We have the forms for small claims and it does look straightforward and have been advised we would be able to get the money off him - its just the small (!) matter of him reckoning we owe him £2500.  I know he is the type that would send someone round to threaten us and last time we had our IUI (just before the proceedure) someone phoned us threatening us that if we didnt settle up their over inflated invoice they would be round - we came to an agreement mainly because I was so stressed about the impending IUI!!  I know it sounds really pathetic but I am so tempted to just write it off as a bad experience and not have to endure the stress of it.  I got his letter this morning and it triggered my anxiety and I just dont want to have to deal with anymore stress   as I am really nervous about the IVF and other stuff and am trying to decide if its worth persuing the debt or accepting that our health and tx is more important (which obviously is) but lose the money.  I would never think of not paying someone for a job done properly and honestly.  Cant believe how some companies operate and their attitudes!


----------



## Anthony Reid (Jan 1, 2002)

This might also be useful to read : 
http://www.businesslink.gov.uk/bdotg/action/detail?type=RESOURCES&itemId=1073792176
/links


----------



## Libeth (Jul 17, 2007)

Hi Tony = thanks for the link  - I am going to get my DH onto looking into it in more detail - going to let him deal with the stress of it!!

Sallwags - thanks for the info - we do have all the evidence and he is using bullying tactics so like you say we would probably be in with a good case.


----------



## angel1888 (Oct 19, 2004)

Sorry this man is so nasty!

I think Tony has come up with a great plan of action - sell the debt!  Normally I would encourage you to pursue this, but if you are worried about your health then selling the debt may be a way of getting some money back and getting rid of the problem.  
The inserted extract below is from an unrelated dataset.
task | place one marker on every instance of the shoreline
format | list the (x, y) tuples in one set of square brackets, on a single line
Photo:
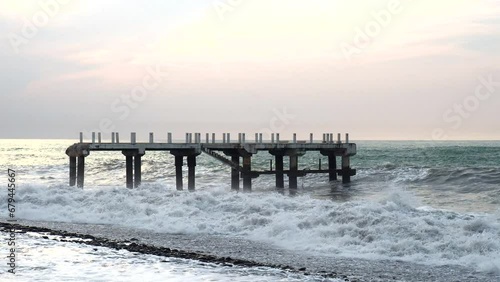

That said, this probably won't be the last time that a customer refuses to pay - unfortunately it is just part of running a business and it is worth establishing proper procedures to deal with it.  However, threats of violence are not the norm!  Make sure DH notes the time and content of these phonecalls and if there are any more threats, call the police.  That should take the wind out of his sails!

Sorry you are having to deal with this on top of treatment.

A xx


----------